Showing ones colors is always fun;
But each dog'll have its day in the sun.
Memories can make a wonderful friend,
Like a fall weekend in South Bend.
For the trip, we, a seasoned host had -
Chris and Lance and Lance's dad.
Uncle Tom graciously showed us the sights
As we mixed with the masses - aged to tikes.
Viewing pictures, hearing stories - not near the same
As strolling the campus of ol' Notre Dame.
This attempt at poetry is an answer to friend Trish Murphy who has, for several weeks, written emails to Lance in rhyme. They have been funny and educational - entertaining as we read them to Lance. In the poem I called her Murph; the week past brought memories of another with that nickname. My friend Mike "Murph" Murphy died unexpectedly after suffering an aneuryism. He was a friend to many and I count myself lucky to be one of those. He and I were competitors in high school sports days - then teammates in college intramurals. Then we umpired baseball games as one of our part-time jobs; that gave us lots of visit time as we drove from Morehead to area high schools on those spring afternoons. Many of us found it hard to say good-bye to Murph this week; our sympathy is extended to his family.
Many friendships from the past have been recalled and rekindled over the past 77 days since Lance was injured. The opportunity to become better acquainted with his wonderful friends has been a blessing. I realized that his first 24 years have been very busy but I also learned more about loyal relationships with intelligent and compassionate people. One night back in Lexington, after watching a parade of young people visit, I said, "These 20 and 30-somethings are refreshing as they demonstrate their love so transparently; this world will be better off when they are in charge."

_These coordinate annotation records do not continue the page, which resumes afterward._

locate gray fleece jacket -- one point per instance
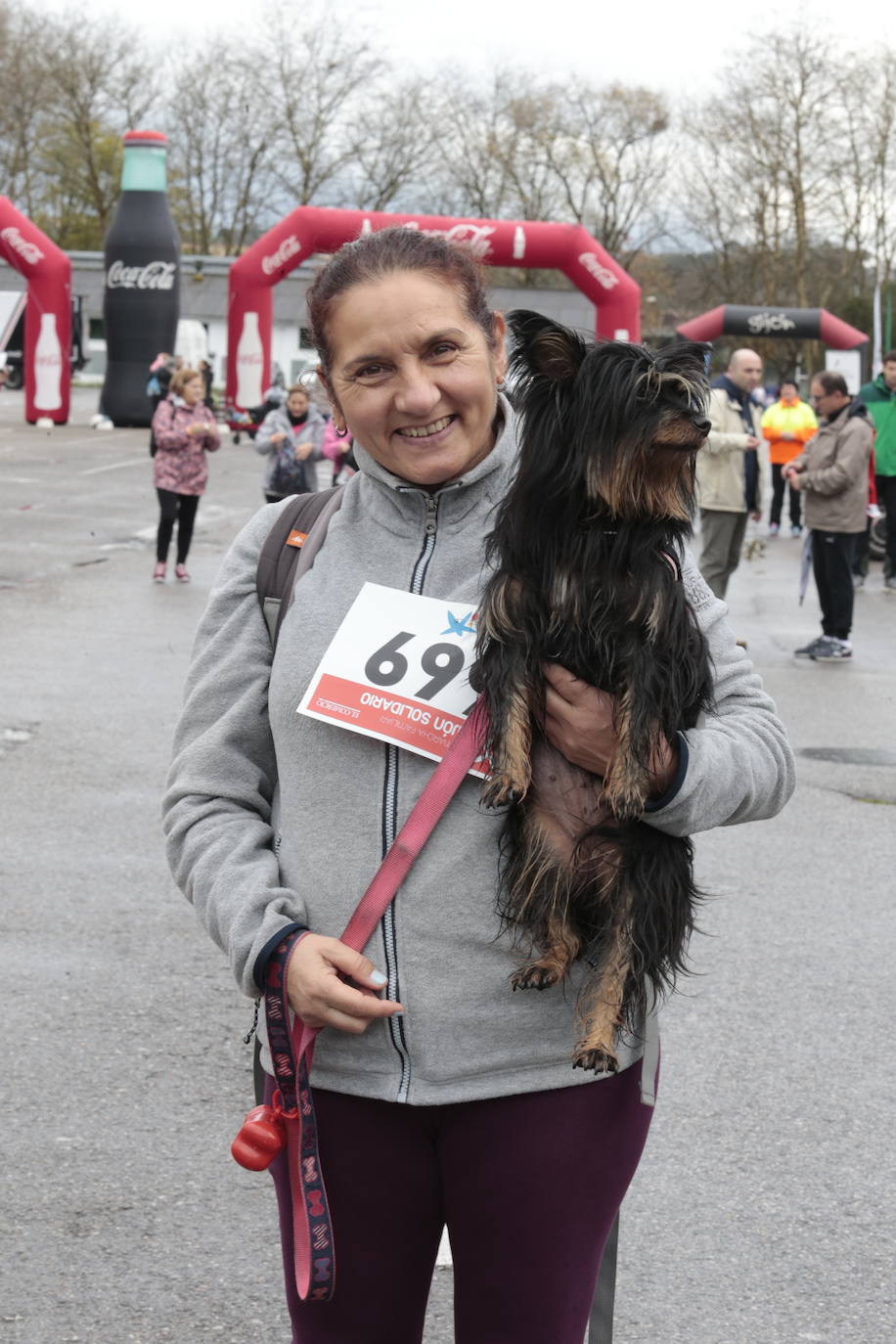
(273, 818)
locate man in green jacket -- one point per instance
(880, 399)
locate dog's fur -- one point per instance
(585, 558)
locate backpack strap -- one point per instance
(289, 552)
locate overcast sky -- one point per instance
(659, 43)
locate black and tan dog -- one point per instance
(586, 574)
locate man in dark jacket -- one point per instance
(833, 471)
(880, 399)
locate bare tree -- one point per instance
(763, 157)
(223, 191)
(22, 104)
(315, 74)
(98, 86)
(610, 150)
(387, 171)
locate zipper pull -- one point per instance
(251, 1030)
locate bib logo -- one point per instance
(155, 274)
(28, 251)
(289, 247)
(601, 273)
(770, 323)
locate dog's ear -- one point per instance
(544, 347)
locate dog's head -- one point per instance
(623, 420)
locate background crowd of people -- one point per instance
(834, 457)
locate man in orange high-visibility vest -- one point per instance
(787, 425)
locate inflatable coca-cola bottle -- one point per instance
(141, 295)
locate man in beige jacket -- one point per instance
(831, 470)
(729, 476)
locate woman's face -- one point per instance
(297, 403)
(414, 377)
(194, 391)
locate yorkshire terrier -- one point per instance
(586, 573)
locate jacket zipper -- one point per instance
(389, 826)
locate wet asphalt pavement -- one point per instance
(762, 1213)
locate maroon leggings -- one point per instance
(528, 1187)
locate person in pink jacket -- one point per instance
(184, 430)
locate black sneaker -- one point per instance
(831, 650)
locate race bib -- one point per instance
(398, 669)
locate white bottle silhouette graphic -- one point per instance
(250, 358)
(47, 366)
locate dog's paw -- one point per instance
(538, 976)
(598, 1060)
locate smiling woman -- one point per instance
(439, 1095)
(411, 356)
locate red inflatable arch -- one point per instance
(500, 243)
(792, 323)
(47, 362)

The friends I have enjoyed over the years all come together in a beautiful collage, at a time like this Comrads band together to pull their sinking friend from whatever difficulty into which he/she has stumbled. During these past 11 weeks you have reached out to me - I thank you from the bottom of my heart. You really don't have to say anything; often I cannot get a word out through the emotion and I hope that's ok. Words are not necessary to communicate with those you love. You miss them and you yearn to hear them again, but there is a love language that emanates from the eyes. As I look into Lance's eyes today it's like looking into his soul as his mind works and his lips and tongue reposition attempting to communicate - attempting to achieve what used to be so easy - what we often take for granted.

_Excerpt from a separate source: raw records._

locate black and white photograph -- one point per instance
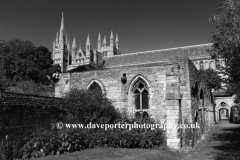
(119, 79)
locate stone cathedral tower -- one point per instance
(61, 48)
(70, 58)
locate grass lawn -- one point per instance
(118, 154)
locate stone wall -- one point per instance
(170, 96)
(20, 113)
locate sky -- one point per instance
(141, 25)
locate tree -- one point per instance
(226, 41)
(212, 78)
(22, 61)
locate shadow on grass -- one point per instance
(229, 148)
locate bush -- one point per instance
(80, 106)
(51, 142)
(83, 106)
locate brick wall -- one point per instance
(19, 113)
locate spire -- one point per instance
(88, 41)
(66, 39)
(61, 33)
(116, 38)
(74, 44)
(57, 37)
(62, 22)
(99, 37)
(104, 41)
(80, 48)
(111, 37)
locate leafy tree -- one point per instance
(226, 41)
(30, 87)
(212, 78)
(22, 61)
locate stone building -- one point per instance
(163, 84)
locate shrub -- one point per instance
(83, 106)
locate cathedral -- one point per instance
(72, 57)
(162, 84)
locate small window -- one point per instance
(140, 95)
(95, 87)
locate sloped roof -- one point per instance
(156, 55)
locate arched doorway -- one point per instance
(223, 111)
(223, 114)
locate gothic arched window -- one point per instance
(140, 91)
(95, 87)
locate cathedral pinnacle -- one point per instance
(74, 45)
(104, 41)
(99, 37)
(57, 37)
(61, 33)
(111, 37)
(88, 41)
(116, 38)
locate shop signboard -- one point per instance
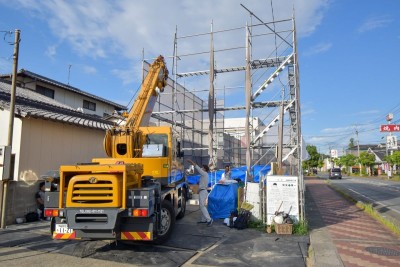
(282, 195)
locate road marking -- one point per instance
(373, 200)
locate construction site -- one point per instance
(242, 111)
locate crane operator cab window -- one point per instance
(155, 146)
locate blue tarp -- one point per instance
(236, 173)
(222, 200)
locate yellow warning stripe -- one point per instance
(136, 235)
(65, 236)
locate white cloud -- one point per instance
(374, 23)
(51, 51)
(368, 112)
(127, 27)
(318, 49)
(89, 69)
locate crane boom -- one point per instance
(153, 84)
(126, 141)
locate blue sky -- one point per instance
(348, 51)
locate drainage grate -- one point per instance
(383, 251)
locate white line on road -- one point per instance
(375, 201)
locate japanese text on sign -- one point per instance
(390, 128)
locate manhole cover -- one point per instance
(383, 251)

One of Lance's friends, who has been a friend to many including Papaw John and Granny Betty, is Charlie Stapleton. His frequent mailings are easy to distinguish, even though there is no return address, as Live the Lion is neatly scribed on each envelope. One mailing included a picture from the Lewis County Herald of Brock and Chelcee wearing Dance for Lance medium t-shirts and extra large smiles. Charlie expressed how he values a smile; not only is it a treasure but I thought, another quiet way of communication.

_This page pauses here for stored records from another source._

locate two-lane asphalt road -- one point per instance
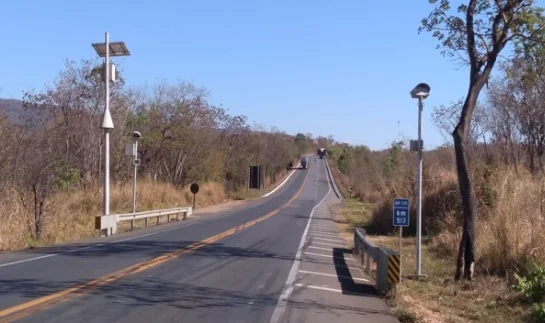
(228, 267)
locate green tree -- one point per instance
(476, 33)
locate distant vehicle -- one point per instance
(322, 152)
(303, 163)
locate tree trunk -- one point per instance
(467, 249)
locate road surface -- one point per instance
(278, 259)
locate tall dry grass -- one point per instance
(511, 218)
(511, 231)
(70, 215)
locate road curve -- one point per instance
(227, 267)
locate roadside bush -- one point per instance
(532, 285)
(538, 312)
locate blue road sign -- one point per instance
(401, 212)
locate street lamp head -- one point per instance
(116, 49)
(422, 90)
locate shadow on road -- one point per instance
(151, 293)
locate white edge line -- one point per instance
(327, 256)
(96, 245)
(288, 286)
(281, 184)
(27, 260)
(328, 244)
(331, 275)
(320, 288)
(325, 239)
(324, 235)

As Lance's week comes to a close and as the days count down before he returns to Kentucky, we celebrate what has happened. He looks so strong, so healthy, as we returned on Friday. Jill left Saturday morning after spending time with him and in training this week; there is much for all to learn. Gena and I arrived Friday afternoon and was able to watch afternoon therapy sessions. One noteworthy event of Friday was Lance's third bicycle ride of the week. Even the therapists were excited that he rode 7 miles in 35 minutes on this ride. We are excited and hopeful that exercise bicycling will continue after he gets home; it sounds like that opportunity will happen thanks to the kindness of a friend. Today he had a physical and speech therapy session - more than usual for Saturday. We are so grateful for the wonderful care and friendliness of the folks here at the Sheherd Center. It sure has made being away from home - feel like home. We had hoped Lance could go outside today but the wind with temps in the 40's changed our minds. We watched Uof L beat the Orangemen and that was good medicine; then we watched the second half of UK/Vandy and that was a bitter pill to swallow.
Winning or losing, friends are we. And precious are each one.